In the early 1970s, conservatory-trained violinist and former Motown strings arranger Dale Warren was hired by Stax to orchestrate Isaac Hayes’ early records, including the highly revered Hot Buttered Soul. Around this time, he befriended the unknown Cincinnati, Ohio group The Ditalians. Warren took the young group under his wing and proceeded to work in the studio with them where they recorded over thirty tracks. Culled from these sessions are the tracks that would eventually become the first and only official 24-Carat Black album, Ghetto: Misfortune’s Wealth. Of the rest of the sessions, only a handful survived and were finally released in 2009 by the Numero label as an unofficial second album. But back to the album at hand.

Ghetto is a concept album about the struggle of inner city life in 1970s America. Kicking off with “In the Ghetto,” a largely spoken piano ballad that pleads with “our so-called leaders” to let the poor’s voice be heard, the tone is set for what is to come. “Poverty’s Paradise” is a 12-minute-plus epic that tries to make sense of a world in which a seemingly endless expanse of people goes to bed hungry. The female lead, Princess Hearn, delivers her vocals with such forlorn intensity, focusing so much more on the words than the performance, that at one point you can her voice crack. This part always gives me chills. These longer, more conscientious opuses like the aforementioned “Poverty’s Paradise” or the 10-minute “Mother’s Day” are where the 14-piece group really shine, dramatizing the ideological and psychological turmoil that was life in the ghetto. Misfortune’s Wealth is not all bleak and hopeless though. In between songs of destitution and social tumult are some of the funkiest instrumentals ever committed to wax.

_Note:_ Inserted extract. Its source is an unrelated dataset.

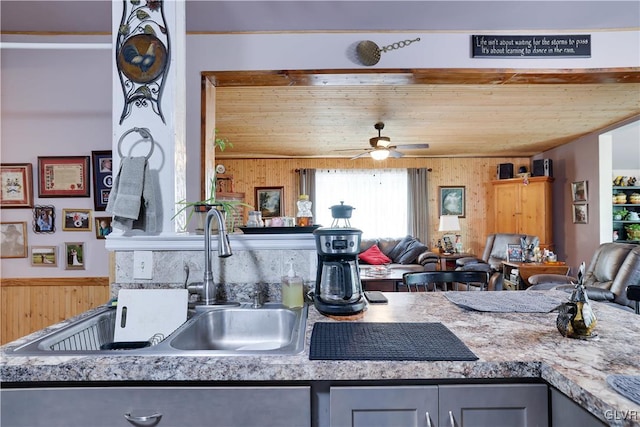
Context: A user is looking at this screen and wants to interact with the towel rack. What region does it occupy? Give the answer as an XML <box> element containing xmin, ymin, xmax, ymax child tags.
<box><xmin>118</xmin><ymin>128</ymin><xmax>156</xmax><ymax>160</ymax></box>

These tracks serve to provide a light-hearted optimism to the otherwise bleak outlook of the record, much like a Norman Lear TV show.

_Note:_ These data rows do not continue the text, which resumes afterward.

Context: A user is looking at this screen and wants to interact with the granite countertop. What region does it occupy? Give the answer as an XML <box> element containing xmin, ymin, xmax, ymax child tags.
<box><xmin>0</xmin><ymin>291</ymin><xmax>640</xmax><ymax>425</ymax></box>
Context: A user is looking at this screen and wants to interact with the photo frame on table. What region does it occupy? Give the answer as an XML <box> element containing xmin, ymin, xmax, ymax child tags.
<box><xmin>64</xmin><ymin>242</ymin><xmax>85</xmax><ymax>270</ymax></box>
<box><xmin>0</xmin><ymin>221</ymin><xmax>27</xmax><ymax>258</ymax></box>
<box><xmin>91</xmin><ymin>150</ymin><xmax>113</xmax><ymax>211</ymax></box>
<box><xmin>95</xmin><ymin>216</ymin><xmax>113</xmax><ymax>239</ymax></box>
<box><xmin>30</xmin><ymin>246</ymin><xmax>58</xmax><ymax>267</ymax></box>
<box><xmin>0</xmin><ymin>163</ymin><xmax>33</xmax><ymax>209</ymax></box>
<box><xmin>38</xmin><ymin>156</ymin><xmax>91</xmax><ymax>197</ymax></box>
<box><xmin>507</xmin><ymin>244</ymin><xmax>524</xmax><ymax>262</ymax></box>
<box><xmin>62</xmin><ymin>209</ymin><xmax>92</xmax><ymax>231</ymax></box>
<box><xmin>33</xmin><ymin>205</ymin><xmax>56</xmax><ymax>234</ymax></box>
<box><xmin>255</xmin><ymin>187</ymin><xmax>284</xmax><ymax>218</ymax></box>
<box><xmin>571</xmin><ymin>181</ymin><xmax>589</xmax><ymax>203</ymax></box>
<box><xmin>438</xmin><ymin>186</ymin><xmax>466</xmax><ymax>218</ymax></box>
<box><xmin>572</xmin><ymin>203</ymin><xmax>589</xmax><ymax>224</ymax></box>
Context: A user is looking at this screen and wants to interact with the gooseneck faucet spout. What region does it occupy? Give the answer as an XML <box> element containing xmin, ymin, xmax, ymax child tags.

Though it initially sold poorly, Ghetto has become something of a sought-after item among record collectors over the years. Many of the tracks here may be somewhat familiar to you already, having been extensively sampled by modern hip hop giants like Dr. Dre, Eric B. and Jay-Z to name a few.

When I first decided to write about this album, I thought I knew exactly what I wanted to say about it. And as I spent more time with the album over these past few weeks in preparation for this article, I realized I had no idea what I wanted to say. I just knew that I loved it and I wanted other people to love it. It didn’t occur to me until I sat down to write this that, having unearthed this record way back when, I got yet another history lesson from my record collection. Ghetto is essentially a timepiece, directly representing the parallels of racial and economic inequality of its time and ever since.